Interesting, sorry I didn't mention I was running mcstas without the -O2 flag, was purely because of the long compile times for testing. Surprising that -O2 somehow fixes the problem, would think -O2 introduced risk of issues rather than fixing them.
@mads-bertelsen agreed, this is a bit surprising. But maybe (by sheer luck) -O2 clears out e.g. some unused vars/arrays that are part of the equation?
I tried running on Linux with gcc, no issue there - so looks quite platform dependent. @ebknudsen is quite good at debugging with gdb, but I believe this is not available on Mac, so to really figure out what is going on I guess we really ought to learn ourselves some https://lldb.llvm.org...

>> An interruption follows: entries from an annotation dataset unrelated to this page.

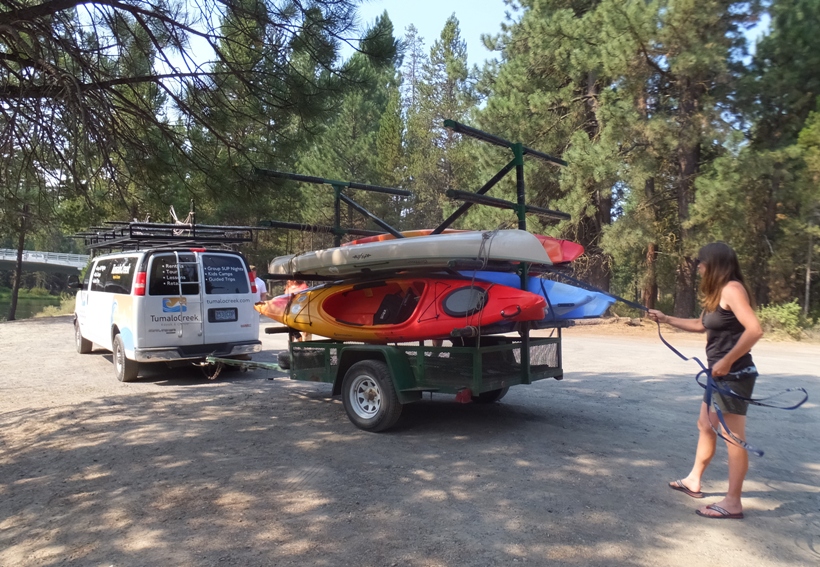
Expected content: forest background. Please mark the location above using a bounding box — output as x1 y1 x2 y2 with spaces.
0 0 820 326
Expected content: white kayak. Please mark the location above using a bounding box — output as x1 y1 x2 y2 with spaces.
268 230 552 276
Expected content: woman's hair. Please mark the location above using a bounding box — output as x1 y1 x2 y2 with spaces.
698 242 754 311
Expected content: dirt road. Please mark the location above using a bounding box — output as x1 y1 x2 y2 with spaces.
0 317 820 567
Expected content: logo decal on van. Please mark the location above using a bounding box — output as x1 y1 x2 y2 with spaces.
162 297 188 313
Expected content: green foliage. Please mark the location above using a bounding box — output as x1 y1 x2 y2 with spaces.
757 299 814 339
35 293 76 318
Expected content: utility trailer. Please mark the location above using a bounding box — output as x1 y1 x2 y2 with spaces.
221 120 571 431
208 327 564 431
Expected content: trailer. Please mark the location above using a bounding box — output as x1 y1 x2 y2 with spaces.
207 325 566 432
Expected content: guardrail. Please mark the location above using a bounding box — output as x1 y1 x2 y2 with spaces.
0 248 91 269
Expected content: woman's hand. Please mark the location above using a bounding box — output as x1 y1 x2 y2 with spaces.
646 309 669 323
712 358 732 378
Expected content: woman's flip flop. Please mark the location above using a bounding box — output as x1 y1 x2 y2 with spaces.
695 504 743 520
669 480 703 498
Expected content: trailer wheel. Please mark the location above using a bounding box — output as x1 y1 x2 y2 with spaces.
74 320 92 354
342 360 402 431
113 335 139 382
473 386 510 404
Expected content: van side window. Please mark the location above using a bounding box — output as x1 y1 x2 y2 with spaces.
148 252 199 295
105 258 137 294
202 254 251 295
91 260 112 291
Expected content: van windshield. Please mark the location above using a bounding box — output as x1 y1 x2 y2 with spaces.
202 254 251 295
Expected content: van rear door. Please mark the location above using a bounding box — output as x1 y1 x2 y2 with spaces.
140 252 204 348
200 252 259 344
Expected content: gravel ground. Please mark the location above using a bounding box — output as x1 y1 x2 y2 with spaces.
0 317 820 567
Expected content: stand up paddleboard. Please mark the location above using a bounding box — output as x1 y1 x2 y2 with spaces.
255 277 547 343
268 230 552 279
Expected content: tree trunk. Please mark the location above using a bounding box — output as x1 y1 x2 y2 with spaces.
8 205 28 321
641 177 658 309
641 242 658 309
674 79 701 317
803 220 814 318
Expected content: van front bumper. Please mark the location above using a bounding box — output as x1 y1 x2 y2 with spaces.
134 341 262 362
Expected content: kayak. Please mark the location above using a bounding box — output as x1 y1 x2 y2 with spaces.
255 276 547 343
460 271 615 327
342 228 584 264
268 230 552 279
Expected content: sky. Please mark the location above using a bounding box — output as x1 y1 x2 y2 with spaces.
342 0 769 67
350 0 510 67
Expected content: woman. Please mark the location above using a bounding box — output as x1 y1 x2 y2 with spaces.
649 242 763 519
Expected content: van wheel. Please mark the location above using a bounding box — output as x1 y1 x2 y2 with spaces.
113 335 140 382
342 360 402 431
74 320 92 354
473 386 510 404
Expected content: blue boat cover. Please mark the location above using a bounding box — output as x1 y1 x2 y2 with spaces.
460 271 615 326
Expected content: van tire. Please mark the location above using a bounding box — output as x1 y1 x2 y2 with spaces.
74 319 93 354
342 360 402 432
112 335 140 382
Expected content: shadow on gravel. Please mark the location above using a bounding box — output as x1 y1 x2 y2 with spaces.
0 369 820 567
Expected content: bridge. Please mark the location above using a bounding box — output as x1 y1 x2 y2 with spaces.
0 248 91 274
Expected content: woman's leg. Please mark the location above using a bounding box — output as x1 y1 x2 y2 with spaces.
700 413 749 516
681 403 716 492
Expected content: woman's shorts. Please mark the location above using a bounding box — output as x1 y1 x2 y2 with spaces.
703 366 757 415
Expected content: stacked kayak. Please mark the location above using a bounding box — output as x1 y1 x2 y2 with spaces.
256 277 547 342
266 230 615 343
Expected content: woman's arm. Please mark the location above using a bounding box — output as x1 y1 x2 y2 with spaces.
648 309 706 333
712 282 763 376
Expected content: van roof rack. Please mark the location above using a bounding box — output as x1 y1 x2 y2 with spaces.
72 221 258 251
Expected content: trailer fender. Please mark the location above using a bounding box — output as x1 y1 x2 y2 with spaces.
333 345 422 404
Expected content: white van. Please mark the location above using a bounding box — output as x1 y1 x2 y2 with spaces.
74 248 262 382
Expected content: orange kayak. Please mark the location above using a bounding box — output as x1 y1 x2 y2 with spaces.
342 228 584 264
255 277 547 343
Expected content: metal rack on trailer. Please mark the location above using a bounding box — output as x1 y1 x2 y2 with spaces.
208 120 571 431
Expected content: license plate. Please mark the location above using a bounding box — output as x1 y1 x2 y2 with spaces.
208 307 239 323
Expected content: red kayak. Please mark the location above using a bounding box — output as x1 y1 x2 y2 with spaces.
255 277 547 343
342 228 584 264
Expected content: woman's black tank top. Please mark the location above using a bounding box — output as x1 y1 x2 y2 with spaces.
703 305 754 372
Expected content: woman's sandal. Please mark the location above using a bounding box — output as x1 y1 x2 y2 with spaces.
669 480 703 498
695 504 743 520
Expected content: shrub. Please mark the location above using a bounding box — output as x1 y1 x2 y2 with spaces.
34 293 75 318
20 287 51 297
757 299 814 340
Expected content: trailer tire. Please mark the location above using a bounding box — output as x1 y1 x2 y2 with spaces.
112 335 140 382
342 360 402 432
473 386 510 404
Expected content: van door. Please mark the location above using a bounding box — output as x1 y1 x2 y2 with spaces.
81 259 114 350
140 252 203 348
200 252 259 344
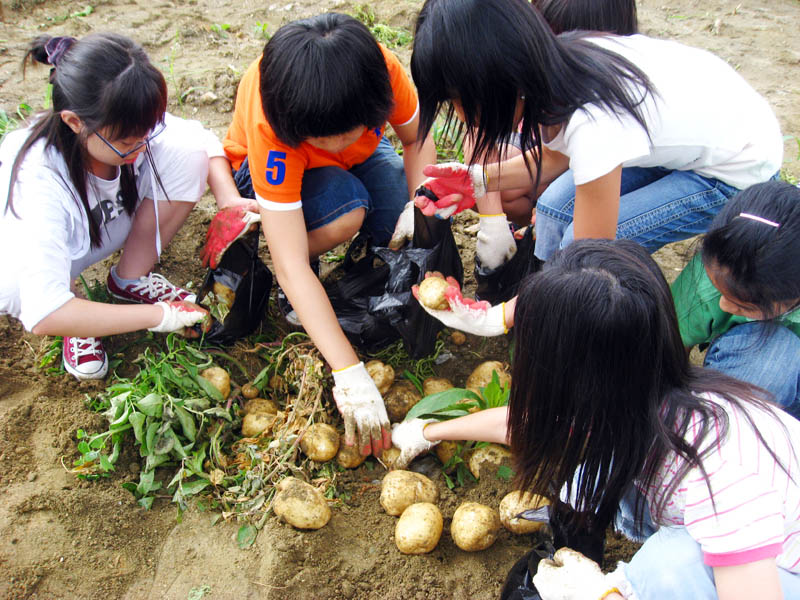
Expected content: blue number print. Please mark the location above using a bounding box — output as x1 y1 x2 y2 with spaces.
264 150 286 185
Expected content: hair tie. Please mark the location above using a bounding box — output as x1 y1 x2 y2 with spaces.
44 35 77 67
738 213 781 228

Or maybe some Valgrind could hint in the direction of some issues? On the other hand, that is mostly for dynamic arrays etc., right? (Which maybe are not really the be the issue here: McStas 2.5 has static arrays in the PSD's, 2.6.1/2.7 uses dynamic ones...)
Since it only happens in monitors, it is clear DETECTOR_OUT macros are involved. Removing these from the SAVE section fixes the problem. Digging into these in mccode-r.c I found that specifically it is the call to
detector = mcdetector_statistics(detector);
Commenting this line out of the mcdetector_import function fixes the issue. The strange thing is that if I leave it in, but return from that function immediately using
return(detector);
The segfault still happens. It should bypass the function completely. I can't even have that function print a single line, so the error somehow happens in the call of the function itself rather than in the function.
EDIT: It seems earlier printf statements are also not printed when a segfault occurs, so maybe its not directly in the call. The failure is connected to mcdetector_statistics though, since it works without it.
on a side note: you can't always trust printf's to be echoed to the screen in case of segfaults, as they are buffered, and the program may exit before the buffer is flushed.
I have found a surprising fix by modifying mccode-r.c
EDIT: This fix only extend the limit with a few extra monitors, not enough for our use-case. It may serve as a indicator of what the problem is.
The function mcdetector_statistics takes a MCDETECTOR and returns an MCDETECTOR, but its the call with an MCDETECTOR input at that stage which causes the crash. Behind the senses a copy operation happens. For some reason that fails. I changed the function to take a pointer, and declare a new MCDETECTOR by starting the function like this:
MCDETECTOR mcdetector_statistics(
MCDETECTOR *p_detector)
{
MCDETECTOR detector;
detector = *p_detector;
And changed the call to
detector = mcdetector_statistics(&detector);
Now everything seems to work normally. Have attached the new mccode-r.c. I am unsure if this is the appropriate way to fix this issue, so haven't started a branch with a fix. mccode-r.txt
It may be bad practice to write all these mcdetector functions to take this large MCDETECTOR struct and return it, each time making a big unnecessary copy operation instead of just providing pointers to the existing MCDETECTOR struct.
Continued debugging of the mcdetector_import makes it clear something strange is going on. At high monitor counts, these innocent looking lines with compatible types (long in struct, long given to function) is causing the crash:
detector.n = n;
detector.p = p;
detector.m = m;
By printing values for detector.n, detector.p and detector.m, it became clear that before the above code that sets them for this detector, they are somehow initialized to the values of the previous detector instance. I don't understand how that can be. A new struct is declared with static variables, and some of these already have values that were set by a previous function call that declared another version of that struct.
EDIT: Here I comment all parts of mcdetector_import after the above lines but excluding the last return statement to understand exactly where the crash occurs.
Just to be clear - is this before or after the above fix to mccode-r.c was applied?
In the above I didn't even run the mcdetector_statistics function, at high enough monitor counts the crash happens without it. Added an edit showing that I commented out the remainder of the code in the function, including that call.